Ned Kelly took his last steps across the catwalk from this condemned cell at the Old Melbourne Gaol.

“They presented a horrible appearance being roasted to a skeleton. Black and grim reminding me of old Knick himself. Thousands of people thronged to Glenrowan on receipt of the news and not one of the crowd there had the courage to lift the white sheet off the charred remains until I came up and struck a match – it being dark – pulling down the sheet and exposed all that remained of the two daring & murderous Bushrangers.”

A lock of hair from Ned Kelly’s horse was enclosed with the letter.

Sutherland noted the horse was Kelly’s “favourite mare who followed him all around the trees during the firing. He said he wouldn’t care for himself if he thought his mare safe”.

State Library of Victoria chief executive Sue Roberts says it’s a remarkable document.

“This letter is a very personal account of events that have become part of Australia’s folklore,” she said.


“It will join Ned’s armour, Jerilderie letter and other important items in our Kelly collection – one of the largest and most significant in the world.”

The letter will be on display in the State Library’s Changing Face of Victoria exhibition from Monday.


A TIMELINE of events in the life of famous Australian bushranger Ned Kelly.

June 1855 – Australian bushranger Ned Kelly was born at Beveridge, Victoria, to Irish parents John “Red” and Ellen Kelly (nee Quinn).

December 1866 – Kelly left school after his father died to assist grandfather James Quinn with the family cattle runs in northern Victoria. The Kellys and Quinns were often in trouble with police over cattle and horse theft, but were never found guilty.
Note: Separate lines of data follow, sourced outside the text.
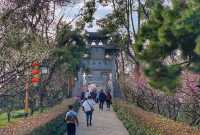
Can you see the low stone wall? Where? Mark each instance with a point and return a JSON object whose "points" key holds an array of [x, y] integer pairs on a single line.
{"points": [[40, 123]]}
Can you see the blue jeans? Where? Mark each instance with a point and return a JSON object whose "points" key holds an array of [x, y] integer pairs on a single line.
{"points": [[89, 117], [71, 129]]}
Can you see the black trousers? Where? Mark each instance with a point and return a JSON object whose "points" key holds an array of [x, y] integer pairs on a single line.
{"points": [[101, 103], [89, 117], [71, 129], [108, 102]]}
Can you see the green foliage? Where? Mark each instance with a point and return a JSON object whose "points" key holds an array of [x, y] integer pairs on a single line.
{"points": [[169, 29], [133, 126], [70, 48], [162, 77], [89, 11], [55, 127]]}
1869 – Kelly,14, was arrested and served seven weeks in jail for the alleged assault of a Chinese pig farmer. It was also alleged Kelly was an assistant to thief-turned-bushranger Harry Power, although police found no evidence to prove a connection to Power’s crimes.
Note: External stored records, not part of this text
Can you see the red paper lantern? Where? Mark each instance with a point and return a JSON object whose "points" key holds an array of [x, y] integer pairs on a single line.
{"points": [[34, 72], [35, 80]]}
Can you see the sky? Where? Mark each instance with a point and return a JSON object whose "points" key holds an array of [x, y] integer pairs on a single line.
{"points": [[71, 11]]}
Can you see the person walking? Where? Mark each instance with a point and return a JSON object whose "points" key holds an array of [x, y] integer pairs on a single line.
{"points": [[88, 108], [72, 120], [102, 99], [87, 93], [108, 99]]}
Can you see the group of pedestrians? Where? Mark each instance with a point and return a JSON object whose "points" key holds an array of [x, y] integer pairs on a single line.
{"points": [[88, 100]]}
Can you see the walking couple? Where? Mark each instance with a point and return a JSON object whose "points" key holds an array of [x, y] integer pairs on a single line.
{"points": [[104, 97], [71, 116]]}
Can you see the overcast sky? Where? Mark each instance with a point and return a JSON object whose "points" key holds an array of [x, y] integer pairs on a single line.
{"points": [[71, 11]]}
1870 – Kelly was jailed for three years after assaulting a hawker and being in possession of a stolen horse. He claimed to have borrowed the horse from Isaiah “Wild” Wright and did not know it was stolen.

1878 – Angered by laws he believed victimised the poor, Kelly allegedly shot Constable Alexander Fitzpatrick in the wrist after becoming too friendly with his sister Kate. Kelly’s mother Ellen was sent to prison for three years after Fitzpatrick gave an inaccurate report.
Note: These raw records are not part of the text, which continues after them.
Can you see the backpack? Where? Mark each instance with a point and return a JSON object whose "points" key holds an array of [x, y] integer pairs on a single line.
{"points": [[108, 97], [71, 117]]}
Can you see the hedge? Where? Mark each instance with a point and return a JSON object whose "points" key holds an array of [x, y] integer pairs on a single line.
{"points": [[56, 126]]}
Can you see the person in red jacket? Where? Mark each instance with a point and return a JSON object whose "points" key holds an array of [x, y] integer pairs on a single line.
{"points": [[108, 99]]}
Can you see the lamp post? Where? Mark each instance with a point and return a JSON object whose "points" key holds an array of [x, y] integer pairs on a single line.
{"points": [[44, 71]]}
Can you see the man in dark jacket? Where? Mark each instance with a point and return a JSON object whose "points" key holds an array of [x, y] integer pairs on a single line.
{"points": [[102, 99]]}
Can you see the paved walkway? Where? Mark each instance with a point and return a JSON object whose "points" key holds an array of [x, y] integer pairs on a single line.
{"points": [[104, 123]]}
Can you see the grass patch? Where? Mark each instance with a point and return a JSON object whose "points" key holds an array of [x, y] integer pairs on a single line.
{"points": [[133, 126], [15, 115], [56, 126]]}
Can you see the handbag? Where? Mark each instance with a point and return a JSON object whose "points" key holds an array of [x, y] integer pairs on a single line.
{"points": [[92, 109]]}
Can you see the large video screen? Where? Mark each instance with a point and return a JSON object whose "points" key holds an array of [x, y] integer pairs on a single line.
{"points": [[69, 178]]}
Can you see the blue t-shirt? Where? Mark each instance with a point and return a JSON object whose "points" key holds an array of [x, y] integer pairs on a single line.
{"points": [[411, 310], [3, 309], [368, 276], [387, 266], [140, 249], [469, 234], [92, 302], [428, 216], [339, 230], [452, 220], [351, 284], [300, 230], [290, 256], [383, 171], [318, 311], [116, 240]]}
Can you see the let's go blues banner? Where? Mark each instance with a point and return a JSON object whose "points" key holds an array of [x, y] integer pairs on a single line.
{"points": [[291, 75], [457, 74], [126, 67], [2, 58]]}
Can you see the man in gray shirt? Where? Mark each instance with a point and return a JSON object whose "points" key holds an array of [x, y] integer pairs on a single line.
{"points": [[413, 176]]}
Fearing the police wouldn’t believe their account of the events, Kelly went into hiding at Stringybark Creek with his brother Dan. A shoot-out began between the brothers and police and as a result three policemen were killed.

After the shootings the Victorian Government declared the outlaw of the gang and offered 500 pounds for each of the gang members, alive or dead.

A month after the shootings the Kelly gang committed major robberies of National Bank branches at Euroa and Jerilderie. They held police and civilians hostage while stealing all money from the bank’s vault. At the Jerilderie robbery Kelly wrote the famous letter telling his side of the story including the ill treatment of his family and the Irish Catholics by police.

1879 – The Kelly gang created their famous armour made from metal plates.

June 26, 1880 – The gang’s outlaw status expired and Aaron Sherritt, a friend-turned-police informer, was shot dead by the group.

The gang, who had since held 70 people hostage at the Glenrowan Inn, became aware a train transporting police to their location was on its way. Kelly ordered the tracks to be ripped up to cause a derailment. The attempt failed after a hostage escaped and alerted the authorities.

June 28, 1880 – A shoot-out erupted between police and the gang that continued for almost half a day. It left Kelly seriously wounded, and killed all other members of his gang..

November 11, 1980 – Ned Kelly was hanged at Old Melbourne Gaol. Newspapers reported his last words to be, “Such is life.”

True Kelly Gang afficiando, history buffs and students can also learn more about the life and times of the nation’s most famous bushranger through a new free app developed by the library.

Discover Ned Kelly at SLV contains over 60 pages of documents and photographs which cover the gang’s early influences, their outlaw careers, the siege, Kelly’s trial and his place in Australian folklore.

The app also includes rare material on the Kelly Gang and 220 zoomable images for users to explore.